Despite the overall leap in numbers then, the reasons cited for elective home education remain basically steady. In the 2024 figures, philosophical and lifestyle reasons make up the biggest bloc, a combined 23 per cent. Stereotypically, one assumes this means conservative Christian types, but religion (listed separately) is only cited by 1 per cent. Anecdotal evidence from the home education community strongly suggests that one is just as, if not more, likely to find liberal and progressive home educators. General school dissatisfaction accounts for 7 per cent. A host of other reasons, some already mentioned, make up percentage points here and there.

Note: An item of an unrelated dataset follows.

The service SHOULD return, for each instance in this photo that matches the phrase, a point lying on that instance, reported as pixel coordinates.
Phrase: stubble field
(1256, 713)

The rising home education figures, then, are not a simple story of child abuse hidden in plain sight. If there is one common theme, it is a growing dissatisfaction with state education on numerous levels. Yet our Labour government would have us believe otherwise.

The tragic cases of both Sara Sharif and the Pakistani rape gangs have been opportunistically used to accelerate something that Education Secretary Bridget Philipson was promising even before the election: the introduction of a ‘children not in school’ register. This looks inevitable now, with Labour’s cannily named Children’s Wellbeing and Schools Bill, proposing such a register. The Bill passed its second Commons reading on 8 January.

It may yet fail in the Lords, but there is seemingly a backup plan: the Home School Education Registration and Support Bill, a Lords’ Private Members Bill put forward by the Lib Dem Lord Storey, currently at committee stage. Yet Sara Sharif’s murder and the rape gangs had nothing to do with farcical school withdrawals, and everything to do with evil abusers and authorities who already had all the knowledge and legal powers they needed.

What do the Tories have to say? Nil. The previous Conservative government also attempted to introduce a register in their 2022 Schools Bill. Started in the Lords, the Bill failed, but largely due to concerns about academy freedoms rather than principled qualms about parental rights. In fact, after its demise, then-Education Secretary Gillian Keegan asserted that such a register was still ‘definitely a priority’.

Make no mistake: were the Tories still in power, they would be using Sara Sharif’s death and the rape gangs in the same unconscionable way as Labour. Indeed, Tory opposition to Labour’s recent Bill consisted solely of playing politics over the rape gangs, without a mention of the thoroughly unconservative idea of a home education register. However it comes about, the policy will sail through to a deafening silence from the opposition benches.